Adding iron shavings in activated sludge system to enhance removal of refractory organics and nitrogen for textile-dyeing wastewater

To improve the biodegradability of textile-dyeing wastewater, reduce the biotoxicity of refractory pollutants to activated sludge, and enhance the removal of refractory organics and nitrogen for wastewater. A new coupled system of adding iron shavings in activated sludge was developed for the treatment of textile-dyeing wastewater. The results showed that the average removal efficiencies of chemical oxygen demand and total nitrogen in the coupled system reached 74.9% and 55.0%, respectively. On day 60, the mean granular size and sludge volume index after 30 min of the coupled system reached 206 mu m and 24 mL/g, respectively, and aerobic granular sludge was formed.
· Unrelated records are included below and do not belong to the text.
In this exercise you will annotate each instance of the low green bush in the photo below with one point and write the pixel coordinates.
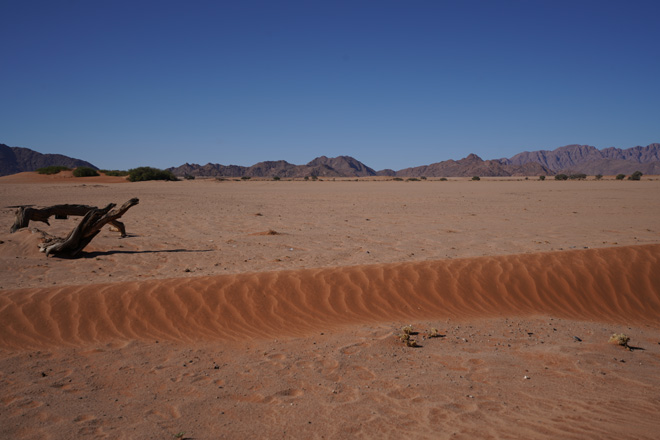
(142, 174)
(115, 173)
(85, 172)
(53, 169)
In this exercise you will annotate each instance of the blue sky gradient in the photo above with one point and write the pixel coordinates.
(392, 83)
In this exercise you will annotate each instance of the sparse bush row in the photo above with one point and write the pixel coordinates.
(142, 174)
(53, 169)
(85, 172)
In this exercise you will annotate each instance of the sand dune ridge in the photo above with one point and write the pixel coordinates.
(613, 284)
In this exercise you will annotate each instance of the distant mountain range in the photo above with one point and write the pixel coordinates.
(16, 160)
(569, 159)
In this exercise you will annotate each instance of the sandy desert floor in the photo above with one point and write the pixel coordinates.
(268, 309)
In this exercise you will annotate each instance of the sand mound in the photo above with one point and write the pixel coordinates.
(615, 284)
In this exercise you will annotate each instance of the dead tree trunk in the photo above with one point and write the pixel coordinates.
(26, 214)
(87, 229)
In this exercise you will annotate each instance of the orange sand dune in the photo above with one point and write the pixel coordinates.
(612, 284)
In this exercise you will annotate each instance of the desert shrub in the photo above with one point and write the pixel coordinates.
(620, 339)
(142, 174)
(116, 173)
(53, 169)
(406, 329)
(85, 172)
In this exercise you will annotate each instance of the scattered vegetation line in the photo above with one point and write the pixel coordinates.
(148, 173)
(53, 169)
(114, 173)
(85, 172)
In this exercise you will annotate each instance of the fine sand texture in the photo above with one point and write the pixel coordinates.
(267, 309)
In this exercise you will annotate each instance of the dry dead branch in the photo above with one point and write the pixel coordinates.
(91, 224)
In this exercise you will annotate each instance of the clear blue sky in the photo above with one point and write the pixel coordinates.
(392, 83)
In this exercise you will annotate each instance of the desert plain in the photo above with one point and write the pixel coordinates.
(272, 309)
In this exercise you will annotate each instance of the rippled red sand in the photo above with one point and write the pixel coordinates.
(310, 351)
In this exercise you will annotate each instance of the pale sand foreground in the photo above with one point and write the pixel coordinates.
(292, 335)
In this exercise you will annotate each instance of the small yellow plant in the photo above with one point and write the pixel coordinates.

The microbial community structure and function in the system was changed, especially the increase of autotrophic denitrifiers (Hydrogenophaga, Xanthobacter, and Unclassified_f_Comamonadaceae), hydrolytic acidification bacterias (Ottowia and Limnobacter), which enhanced the performance of simultaneous nitrification and denitrification. The monitoring of different periods showed that the specific oxygen uptake rate associated with ammonia oxidation and heterotrophic bacteria in the coupled system was significantly higher than that in the control group, which indicated that iron shavings act as a detoxification function in refractory wastewater. In addition, the iron content of the sludge in the coupled system was 9.6% higher than that of the control group. These iron by-products were good flocculants, and have a significant performance of the adsorption for pollutants. Furthermore, the mechanism of synergistic treatment of wastewater by the coupled system was proposed.

Automated summary

A new coupled system of adding iron shavings in activated sludge was developed to improve the biodegradability of textile-dyeing wastewater. The results showed that the removal efficiencies of chemical oxygen demand and total nitrogen reached 74.9% and 55.0%, respectively. The microbial community structure and function in the system were changed, leading to enhanced performance of simultaneous nitrification and denitrification. Furthermore, the iron content of the sludge in the coupled system was higher, and the iron by-products acted as good flocculants and adsorbents for pollutants.